As we grow in our believing, help us to connect the ancient and the present (as John does for us today), made vital in the life-gifts and messages, the very presence, of the Son of God, the Son of Man, our Jesus the Christ – For in his Name we pray.  Amen.

  • The declining birth-rate in Hungary, true of many EU countries at this time, means that the national education office intends to close 2/3 of all higher education institutions, with particularly the religious colleges and universities feeling targeted.   Pray for the worth of the Church’s presence in Hungary  in higher education. 
  • Again, now, a list of clergy has been activated from State/Party Archives, identifying church leaders who “informed” on their fellow church members during the 1948-1989 ‘Soviet’ years, often only to safeguard their homes, families and jobs.  Pray that this process can be accompanied by forgiveness and internal healing rather than by political manipulations within the Church.
  • Be with the populace of Hungary as it is battered by EU integration requirements and immigrant incursions, – from the East (ie., the current President brought in 4000 Chinese nationals early in his term of office, and now we are importing Chinese police candidates to supervise them), – from the South (ie., Iraqis, Pakistanis, and Afghans “wash” through Hungary in their desperation to find a safe home in the West, and a surprising number choose to stay), – or more locally, the minority Roma are enjoying some consciousness-raising and a phenomenal birth-rate increase!  This diluting puts a great strain on Hungarian identity too early in the re-finding process.
  • Praise God for the present and future faithful, hopeful, Christian leaders who are not daunted by the many challenges they face. Strengthen them in their efforts to meld the several theologies being practiced in the Reformed Churches here in these days, so they can allow a genuine Christ-centered vitality to emerge from historic Church-ness.

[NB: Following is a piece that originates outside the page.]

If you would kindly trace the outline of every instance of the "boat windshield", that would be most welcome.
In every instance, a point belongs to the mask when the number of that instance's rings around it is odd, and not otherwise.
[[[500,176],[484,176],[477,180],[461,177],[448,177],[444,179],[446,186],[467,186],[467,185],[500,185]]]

(Prayer by Coralyn and Laslo Medyesy )

Global Ministries International Partner  in Hungary:

  • The Reformed Church in Hungary is, in terms of numbers, the largest denomination in Hungary, after the Roman Catholic Church. The existence of the Reformed Church in Hungary dates from this Debrecen Synod of 1567. At present the registered number of Reformed Hungarians world-wide is about three and a half million. Of these, some two million live in Hungary. In consequence of the dismemberment of Hungary after World War I, many congregations—even whole church districts in Transylvania—were separated from the church and placed beyond the borders of this country. These believers continue to live in their old homes, but in alien linguistic and religious surroundings. In the United States there are some 70 Hungarian Reformed congregations in two separate church bodies. The Reformed Church in Hungary maintains close fraternal relations with Hungarian coreligionists living abroad, whether in neighboring countries or dispersed throughout the world, partly through the World Federation of Hungarian Reformed Believers, and partly within the framework of the Consultative Synod of the Hungarian Reformed Church. Reformed believers amount to about 21% of the Hungarian population of ten million. 1200 congregations live in four Church Districts and 27 seniorates.

Global Ministries Missionaries in Hungary:

Coralyn and Laslo Medyesy are Global Ministries missionaries with the Reformed Church in Hungary, based in Budapest, Hungary. Coralyn is a Teacher of Social Work and Diakonia at the Nagy Koros School. Laslo serves as professor of theology in the Department of Theology of the Gaspar Karoli Reformed University in Budapest.

Barbara and Zoltan Szucs are Global Ministries missionaries with the Reformed Church in Hungary. Barbara works with the Roma (Gypsy) mission as an enabler and Zoltan serves as a Professor of Practical Theology at Karoli Gaspar University in Budapest.